The act of eating the sugary cereals wasn't the only merry moment. The playful artwork on their boxes was hypnotic. I was lured in by the wonderland of colors and characters that covered the packaging. Heck, there were even games! The healthier brands definitely couldn't compete. Lucky The Leprechaun blew Cornelius Rooster out of the water. No contest.
But really, don't all marshmallow cereals taste the same? It's the packaging and box art that separates them. People don't argue that one cereal is tastier than the other - it's more of a debate on which one has the better mascot. So when the TMNT Cereal hit our breakfast table, it was the best of both worlds. A sweet treat branded with my favorite green machines. I wanted breakfast three times a day, for every meal.
WISH: Bring TMNT back to breakfast! Nickelodeon, you don't even need to update the recipe. Just jazz up the box with the new versions of our favorite heroes.
My favorite film has not changed since 1990 - when the original TMNT movie hit the silver screen. The entire experience had me in awe. The costumes, the dark tone, the acting - I loved it. The action and comedy were pretty top-notch too. Nothing disappointed me.
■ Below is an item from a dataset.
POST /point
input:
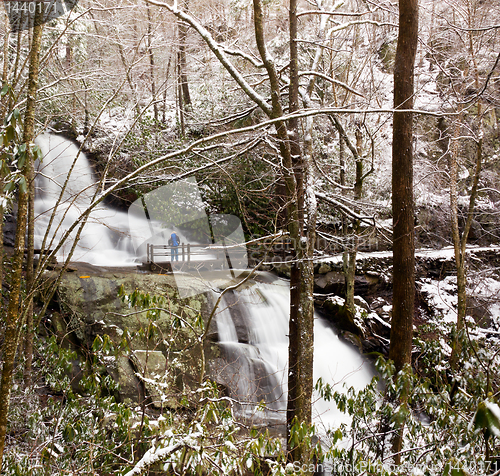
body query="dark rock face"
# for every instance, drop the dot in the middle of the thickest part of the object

Unfortunately, the same can't said for the sequels. Each entry ushered in a new take on the mutated teens that never quite stacked up to the original. But, I still enjoyed the sequels. Each time the Turtles released a new flick, I was first in line to buy a ticket. I ate my popcorn, laughed at the jokes, and basked in the glory of my favorite heroes being on the big screen. But now, it's been 6 years since their last cinematic adventure. Time is ticking. Thanks to Nickelodeon, momentum is once again on the Turtles side. The big screen hiatus needs to end.
WISH: Release a new TMNT movie - a film that captures the hearts of fans both new and old. Cram in action, adventure, and solid storytelling. And don't forget to throw in a few laughs too. It's a hefty ask, but my fingers are crossed.
Well, there you have it. The Sewer Den's Wish List full of wild TMNT dreams. Over the next few years, we'll see how this thing pans out. Hopefully I'll be scratching these items off the list one by one.
What do you guys think? Am I forgetting anything? If there's something special you'd throw on your Wish List, speak up. Nickelodeon has the power - the Turtle Power.